Golden Tablet by Rees Holdt
The genderless form rose from the desert haze in a tie-dye, hounds-tooth three-piece suit. Traveller Rees Holdt saw it at a distance – it was hard not to. The Barstow landscape is flat and Holdt was upright enough to see most of it. The form was not human, but not strange enough to worry a man whose past psychotropic experiences had served up far weirder. He took the specter in stride.
Except his stride was no longer his own. He stepped, compelled by foreign forces to the Technicolor rhythm of the lizard-skin drum clutched under the arm of the being to which he was transfixed. All focal lengths except that which centered on the dapper shapeshifter ceased to exist. Holdt felt his pockets bulge. Inside he found a paper cut. On a second, more careful dip, he found a grip of photographs. They came from different eras and seemingly different worlds but displayed little wear.

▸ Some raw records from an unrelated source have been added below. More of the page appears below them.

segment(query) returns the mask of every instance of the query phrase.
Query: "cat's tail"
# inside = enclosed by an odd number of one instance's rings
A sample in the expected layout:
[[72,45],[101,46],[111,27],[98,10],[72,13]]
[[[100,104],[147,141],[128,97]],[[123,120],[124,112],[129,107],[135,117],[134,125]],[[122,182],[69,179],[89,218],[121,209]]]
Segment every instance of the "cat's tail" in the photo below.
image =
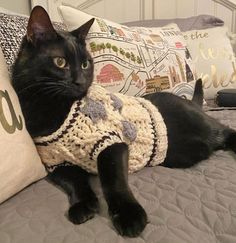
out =
[[225,140],[226,150],[232,150],[236,153],[236,131],[229,129],[227,133]]
[[195,104],[202,107],[203,96],[204,96],[204,93],[203,93],[203,87],[202,87],[202,79],[198,79],[195,84],[192,102],[194,102]]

The form, now shifting between R, G & B encouraged Holdt to sit and leaf through his new-found photo-bounty. It could have been minutes, but it was probably days, of browsing. With each flip of a photo, a soothing narrative attached to each image was distilled into Holdt's memory. It was as if he’d known the subjects since the dawn of time. What was time anyway? And what rough beast kept refilling the god damned Doritos bowl?
The lizard skin drum skin enveloped Holdt as he pawwed intermittently at the tortilla chips and then back to the photographs. He saw all that he was to be shown. The cosmochrome form stood as a chameleon; each change of color synching with Holdt’s waves of euphoria. He was experiencing picture mediated epiphanies. Out west is the best. Avedon, the New Topographics, Mark Klett, Glenn Rudolph and all those fuckers who’ve shot at the Salton Sea made sense now. And it was good.
Now in his reptilian sheath, Holdt was ready to receive the messenger’s message. It was (verbatim): “Existence is an infinite loop of energy, we are all one and we are all none. Innumerable non-choices derail most humans from truth and truthful existence. Photography is a mirage of a mirage. Only a fraction of humans stumble through life and witness real truth. Only a fraction of that fraction pair that truth with photography.”
The fractional, anointed few were represented in the images now in Holdt’s possession. The Doritos bowl yet replenished once more, the golden calf spared its slaughter, and all was suddenly dark again. And quiet.
Holdt held the only truthful photographs in the universe; the golden tablets of imagery. Exhausted, he slept for two days and two nights before waking, thirsty and covered in tortilla chips. The photographs, of course, cannot be unseen and like the word that has been read, it served Holdt no further purpose to hold on to that which he already knew. And so it came that he gave them to some bloke in a diner in Farmington, NM. From there they made their way across the Land of Enchantment to David Bram's mailbox.